Incumbent U.S. Rep. Mario-Diaz Balart, R-Miami, was running slightly ahead of challenger Joe Garcia, D-Miami, late Tuesday with most precincts reporting.
Each candidate seemed to be carrying about 50 percent of voters in Miami-Dade County, until Diaz-Balart pulled ahead as the night progressed.
However, in Collier, Diaz-Balart had about 53 percent or 13,510 votes compared with Garcia’s 46.9 percent or 11,830 votes.
In Collier, about 1,000 misprinted ballots are to be counted today along with some absentee ballots that hadn’t been tallied as of Tuesday night.
U.S. House District 25 encompasses the western portion of Miami-Dade County, a large part of eastern Collier County, and a portion of mainland Monroe County, an area that is sparsely populated.
The 395,695 eligible voters in District 25’s three counties turned out in force to influence the complexion of political decisions coming out of Washington for the next few years.
While Diaz-Balart, 47, is better known in Collier County, Garcia, 45, is a director of the politically influential Cuban American National Foundation, as well as chairman of the Miami-Dade Democratic Party.
Garcia has garnered strong support from Cuban-Americans, who have traditionally voted Republican.
The party breakdown of registered voters for the three counties are as follows: 140,147 Democrats; 112,089 Independents; and 143,459 Republicans.
A precinct-by-precinct breakdown from Miami wasn’t immediately available, but with 580 of the 765 precincts reporting, Diaz-Balart had 85,049 votes, or 51.06 percent of the vote, with Garcia receiving 81,510 or 48.94 percent of the vote.
According to the Monroe County Supervisor of Elections Office, there are only 25 to 30 registered voters in mainland Monroe who were eligible to vote in this race.
Diaz-Balart, 47, was seeking his fourth term.
A big issue between the candidates was scheduling a debate.
Garcia accused Diaz-Balart of avoiding debate, while Diaz-Balart said the timing just wasn’t right.
Ultimately, they debated twice in Miami. They didn’t debate in Collier.
Their economic views are similar, stressing job creation and retention, and keeping folks in their homes.
Their fundraising efforts were comparable. By Oct. 15, Garcia raised $1.48 million while Diaz-Balart raised $1.63 million.

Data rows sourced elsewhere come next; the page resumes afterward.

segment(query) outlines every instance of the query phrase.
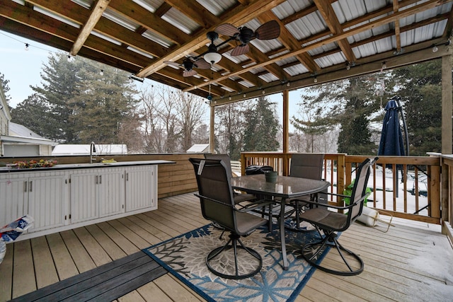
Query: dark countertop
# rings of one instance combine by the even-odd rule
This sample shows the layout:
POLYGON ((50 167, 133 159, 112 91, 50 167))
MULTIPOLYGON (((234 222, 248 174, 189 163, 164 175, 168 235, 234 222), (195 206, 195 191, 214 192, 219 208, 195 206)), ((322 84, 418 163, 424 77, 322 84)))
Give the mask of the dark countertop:
POLYGON ((176 163, 176 161, 118 161, 116 163, 63 163, 55 165, 53 167, 31 168, 23 169, 18 169, 17 168, 9 167, 0 167, 0 173, 5 172, 31 172, 50 170, 91 169, 108 167, 122 167, 128 165, 163 165, 176 163))

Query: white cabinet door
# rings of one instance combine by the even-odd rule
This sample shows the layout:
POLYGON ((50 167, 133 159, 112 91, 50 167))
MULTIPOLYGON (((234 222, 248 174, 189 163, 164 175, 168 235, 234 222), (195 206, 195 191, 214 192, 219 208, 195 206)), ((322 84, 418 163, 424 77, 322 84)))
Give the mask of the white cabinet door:
POLYGON ((84 173, 71 174, 71 223, 94 219, 98 211, 96 170, 84 173))
POLYGON ((71 223, 125 211, 124 169, 103 168, 71 175, 71 223))
POLYGON ((115 215, 125 211, 124 170, 104 168, 98 175, 99 216, 115 215))
POLYGON ((26 214, 28 178, 0 176, 0 228, 26 214))
POLYGON ((126 211, 157 207, 157 166, 126 169, 126 211))
POLYGON ((30 231, 64 226, 66 214, 66 176, 56 173, 52 176, 28 178, 28 214, 35 219, 30 231))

Diaz-Balart has a degree in political science from the University of South Florida. His first elected office was in 1988 as a state representative. Married to Tia, the couple has a son, Christian, 3.
Garcia is married to Aileen Ugalde. The couple has one daughter, Gabriela, 10. Garcia did his undergraduate work at University of Miami, earning degrees in political science and public affairs. He obtained his law degree from University of Miami’s School of Law in 1991.
Garcia led the Cuban American’s Exodus Project, which reunited thousands of families that had been scattered throughout the world.